NVIDIA Executive: “Thanks to Mellanox, We Are the World’s Largest Networking Company”
“A lot of people do not understand that NVIDIA is the world’s largest network provider today. This came from processes that NVIDIA identified, בראש ובראשונה the recognition that to expand and develop artificial intelligence and keep pace with its progress, you need systems that can scale quickly, which is why we acquired Mellanox,” says Dion Harris, head of data center for supercomputing and artificial intelligence, in a conversation with Globes on the sidelines of the Computex computing conference in Taiwan.
The communications division of NVIDIA, which is managed from Israel and is based on Mellanox’s operations, reached an annual revenue run rate of $40 billion last month, with annual growth exceeding 200%. “To advance in AI, the network becomes critical,” Harris explains. “Thanks to it, we have built the complete solution we offer companies today.”
The days of the “agent revolution”
Harris is NVIDIA’s point man vis-à-vis the cloud giants and artificial intelligence companies. His role is to understand each company’s needs, help them design their server farm architecture, and identify future developments that will keep NVIDIA relevant against customers such as Meta or OpenAI, and in competition with AMD and Intel.
Last week, NVIDIA launched “Vera” at the Computex conference in Taiwan, a core processor intended for home computers and AI servers, directly challenging Intel, which simultaneously launched its advanced Xeon 6 chip. Following the announcement, many in the industry wondered where the strategic partnership between Intel and NVIDIA, announced only last September, had gone.
Harris rejects the claims: “Intel is still part of our strategy, and we continue to support the x86 architecture. A customer who wants to combine one of our graphics processors with an Intel processor will be able to do so, just as we allow this with ARM technology.”
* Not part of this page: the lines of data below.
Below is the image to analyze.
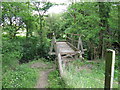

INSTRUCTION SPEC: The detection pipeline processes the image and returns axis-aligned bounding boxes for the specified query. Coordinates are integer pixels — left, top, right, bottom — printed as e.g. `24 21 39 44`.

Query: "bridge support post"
58 53 63 76
105 49 115 90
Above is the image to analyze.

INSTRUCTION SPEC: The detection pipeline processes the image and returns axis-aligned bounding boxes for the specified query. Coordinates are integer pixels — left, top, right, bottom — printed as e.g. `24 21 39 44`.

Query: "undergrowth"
47 70 66 88
63 60 118 88
2 61 39 88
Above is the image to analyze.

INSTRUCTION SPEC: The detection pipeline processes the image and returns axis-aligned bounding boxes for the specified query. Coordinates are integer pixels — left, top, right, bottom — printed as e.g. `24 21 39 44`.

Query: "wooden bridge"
49 33 86 76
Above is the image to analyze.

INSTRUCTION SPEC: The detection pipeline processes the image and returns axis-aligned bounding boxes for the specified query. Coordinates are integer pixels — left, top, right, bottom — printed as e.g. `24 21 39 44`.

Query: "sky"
47 0 69 14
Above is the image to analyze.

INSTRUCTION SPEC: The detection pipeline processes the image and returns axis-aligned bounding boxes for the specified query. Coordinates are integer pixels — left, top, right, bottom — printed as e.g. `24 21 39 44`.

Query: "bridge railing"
66 33 86 54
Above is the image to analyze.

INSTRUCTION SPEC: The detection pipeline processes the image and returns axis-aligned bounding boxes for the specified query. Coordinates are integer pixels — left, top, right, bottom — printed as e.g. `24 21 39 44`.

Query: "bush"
2 64 39 88
2 38 22 72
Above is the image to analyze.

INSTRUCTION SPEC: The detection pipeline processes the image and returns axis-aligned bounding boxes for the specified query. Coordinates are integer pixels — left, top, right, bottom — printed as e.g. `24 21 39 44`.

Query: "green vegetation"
0 0 120 88
47 70 66 88
2 61 39 88
63 60 118 88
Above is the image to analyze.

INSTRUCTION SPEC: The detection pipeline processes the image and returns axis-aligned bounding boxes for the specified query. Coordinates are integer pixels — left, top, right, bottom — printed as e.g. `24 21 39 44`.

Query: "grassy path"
31 59 55 88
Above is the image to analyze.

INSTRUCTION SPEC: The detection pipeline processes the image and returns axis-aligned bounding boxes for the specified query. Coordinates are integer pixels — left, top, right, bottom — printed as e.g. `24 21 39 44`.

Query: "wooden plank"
67 42 79 51
66 33 80 36
105 49 115 90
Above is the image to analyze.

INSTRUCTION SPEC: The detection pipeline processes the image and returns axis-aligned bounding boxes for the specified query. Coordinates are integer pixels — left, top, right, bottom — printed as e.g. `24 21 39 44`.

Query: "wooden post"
49 33 56 55
58 53 63 77
105 49 115 90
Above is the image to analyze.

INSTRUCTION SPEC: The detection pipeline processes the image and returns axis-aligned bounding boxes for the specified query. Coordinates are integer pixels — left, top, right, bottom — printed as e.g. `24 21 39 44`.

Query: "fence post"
105 49 115 89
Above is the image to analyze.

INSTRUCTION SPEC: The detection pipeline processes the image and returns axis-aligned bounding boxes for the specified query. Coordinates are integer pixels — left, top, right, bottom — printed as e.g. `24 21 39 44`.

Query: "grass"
63 60 118 88
47 70 66 88
2 60 40 88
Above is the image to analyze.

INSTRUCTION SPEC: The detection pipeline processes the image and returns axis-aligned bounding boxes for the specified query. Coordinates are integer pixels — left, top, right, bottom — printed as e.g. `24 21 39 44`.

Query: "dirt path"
30 63 55 88
35 69 54 88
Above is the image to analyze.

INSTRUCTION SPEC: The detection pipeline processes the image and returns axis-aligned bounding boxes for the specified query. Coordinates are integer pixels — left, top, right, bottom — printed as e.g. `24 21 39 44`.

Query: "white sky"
47 0 69 14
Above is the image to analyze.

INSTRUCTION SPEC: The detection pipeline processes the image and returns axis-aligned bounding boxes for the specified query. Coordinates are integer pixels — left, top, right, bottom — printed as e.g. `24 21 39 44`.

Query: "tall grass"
63 60 118 88
2 61 39 88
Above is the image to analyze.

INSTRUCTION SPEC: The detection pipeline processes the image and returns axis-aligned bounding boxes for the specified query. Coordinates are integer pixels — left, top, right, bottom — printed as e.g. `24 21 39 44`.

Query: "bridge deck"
56 42 75 54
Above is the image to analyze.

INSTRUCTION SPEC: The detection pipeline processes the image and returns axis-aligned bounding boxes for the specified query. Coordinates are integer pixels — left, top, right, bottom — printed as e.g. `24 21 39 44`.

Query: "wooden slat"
65 33 80 36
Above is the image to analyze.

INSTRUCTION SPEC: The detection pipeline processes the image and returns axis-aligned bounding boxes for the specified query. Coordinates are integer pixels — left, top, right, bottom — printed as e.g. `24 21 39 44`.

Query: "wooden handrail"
66 37 78 42
65 33 80 36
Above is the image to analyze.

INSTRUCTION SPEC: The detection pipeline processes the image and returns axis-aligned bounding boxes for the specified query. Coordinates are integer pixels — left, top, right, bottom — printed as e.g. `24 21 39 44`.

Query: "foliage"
47 70 66 88
63 60 118 88
2 61 39 88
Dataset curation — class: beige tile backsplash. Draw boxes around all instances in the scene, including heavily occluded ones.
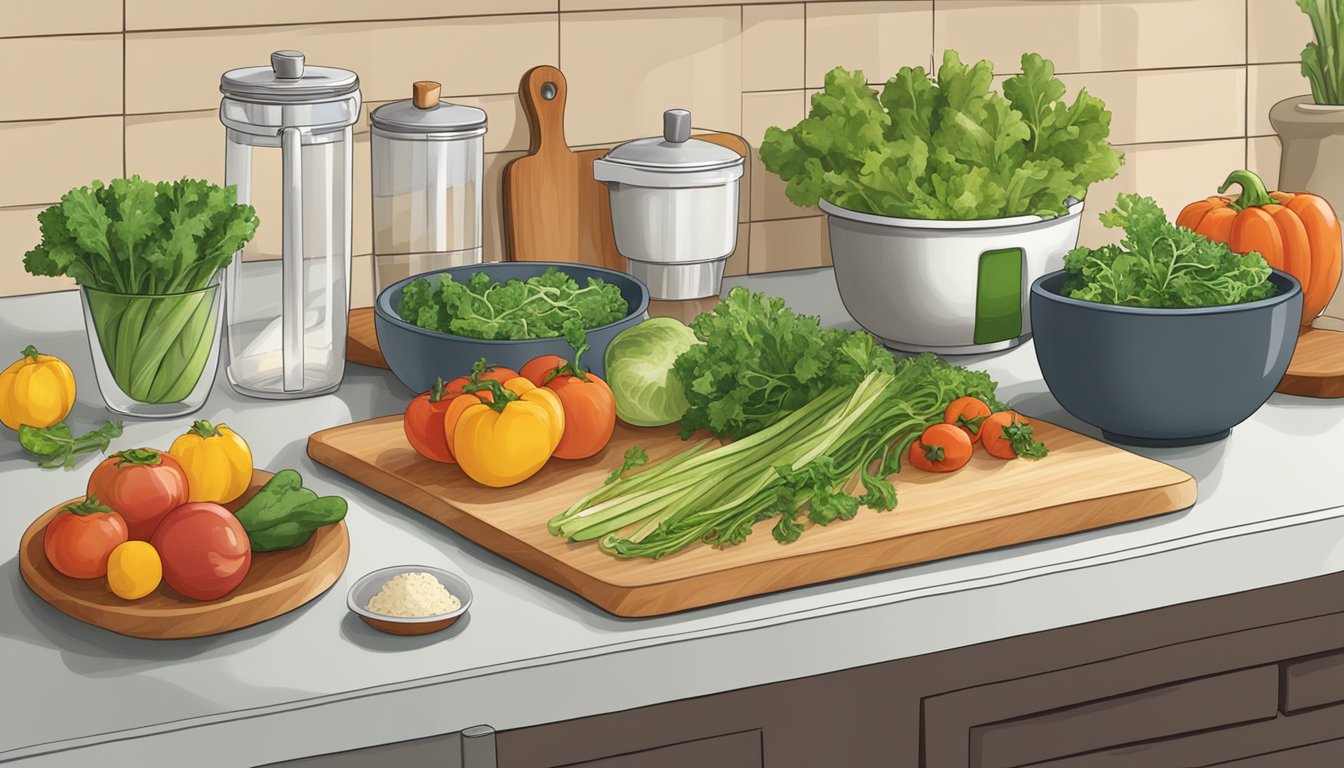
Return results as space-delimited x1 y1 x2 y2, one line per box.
0 0 122 38
804 0 934 87
0 0 1310 305
933 0 1236 73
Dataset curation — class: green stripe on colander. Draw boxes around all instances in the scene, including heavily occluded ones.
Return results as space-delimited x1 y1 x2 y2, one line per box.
974 247 1023 344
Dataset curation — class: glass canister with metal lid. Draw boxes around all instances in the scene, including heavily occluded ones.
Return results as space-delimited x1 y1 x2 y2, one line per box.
370 81 487 292
219 51 360 399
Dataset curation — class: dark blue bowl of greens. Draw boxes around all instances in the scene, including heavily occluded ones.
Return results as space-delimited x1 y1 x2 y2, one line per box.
374 261 649 393
1031 270 1302 447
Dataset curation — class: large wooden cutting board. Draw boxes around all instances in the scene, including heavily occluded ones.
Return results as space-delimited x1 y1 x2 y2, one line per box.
308 416 1196 616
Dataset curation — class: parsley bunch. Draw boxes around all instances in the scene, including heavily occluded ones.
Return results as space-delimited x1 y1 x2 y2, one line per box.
672 286 895 438
761 51 1124 221
1062 194 1278 309
396 266 630 339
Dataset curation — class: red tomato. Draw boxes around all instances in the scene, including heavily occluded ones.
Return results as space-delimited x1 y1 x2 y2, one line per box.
42 496 126 578
89 448 188 541
149 502 251 600
517 355 569 386
546 374 616 459
444 367 519 402
910 424 974 472
402 379 457 464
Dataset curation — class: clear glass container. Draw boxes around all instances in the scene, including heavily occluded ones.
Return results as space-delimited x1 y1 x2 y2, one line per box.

Harris explains the rationale behind the development: “The new workloads in server farms, stemming from the ‘agent’ revolution, require a new type of processor. The reason we created the new processor is to answer a new market. If not for that need, we would have continued relying on Intel’s or ARM’s existing technologies.”
The server farms of the cloud giants need ever-increasing computing power. They are no longer only about training models, but also about running a variety of applications simultaneously. This phenomenon, known as “heterogeneous server farms,” requires the use of chips from different suppliers. The entry of players such as Intel, AMD and SambaNova raises the question of whether this represents share being taken away from NVIDIA.
Harris: “In the era of AI agents, systems generate content from scratch. In this reality, priorities change, efficiency in token generation becomes critical. Such efficiency cannot be achieved with a single type of processor or graphics card. It requires complex communication between processors and layers of software and hardware, deployed across different sites and sometimes supplied by external vendors. To meet these requirements, a combination of graphics accelerators is needed alongside rapid scalability and a network infrastructure that connects all the server farms. The goal is to ensure efficient data processing, from a single server rack to connectivity between remote servers.”